That HDR is part of the new normal for monitors and gaming is well-known by now. High dynamic range makes image quality brighter and more vivid. It adds realism to displays and helps colors pop with life. BenQ HDRi technology takes HDR to the next level by auto-adjusting display brightness based on ambient lighting, instead of sticking with static HDR metadata.
However, HDR also happens to function as a very delicate technology. The line between standard dynamic range (SDR) and high dynamic range isn’t always that clear. Generally, VESA DisplayHDR certification requires a minimum of 400 candelas or nits of peak brightness to qualify as HDR. Formats such as HDR10 settle for slightly lower figures like 350 candelas/nits. Anything below that looks essentially like SDR and will function as HDR in name only. For context, DisplayHDR currently goes up to 1400 nits, and several TV manufacturers routinely make models capable of 4000 nits. So don’t worry, HDR isn’t like staring at the sun.
The advent of HDR has essentially made the brightness setting redundant, because monitors and TVs that wish to deliver good HDR performance must always showcase peak brightness. Other than when displaying SDR content, in which case they can automatically tone down brightness without user intervention.

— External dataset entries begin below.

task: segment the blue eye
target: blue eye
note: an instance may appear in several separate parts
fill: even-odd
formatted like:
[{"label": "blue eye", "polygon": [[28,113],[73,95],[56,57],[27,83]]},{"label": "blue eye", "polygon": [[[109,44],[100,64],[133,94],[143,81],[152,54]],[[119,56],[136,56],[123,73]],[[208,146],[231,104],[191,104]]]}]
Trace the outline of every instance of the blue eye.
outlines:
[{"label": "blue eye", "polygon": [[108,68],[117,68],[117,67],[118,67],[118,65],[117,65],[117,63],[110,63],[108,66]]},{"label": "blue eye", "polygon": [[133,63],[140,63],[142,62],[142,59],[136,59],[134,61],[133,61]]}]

Note even the most hardcore, top of the line, expensive TVs now have essentially done away with brightness settings and only offer gamma scales. Even those don’t do much, because in the age of HDR reducing brightness makes as much sense as trying to turn water a little drier. Games, movies, TV shows, and even photos are rendered and mastered with HDR baked in, so lowering their brightness would do nothing but detract from the way they were intended to be viewed.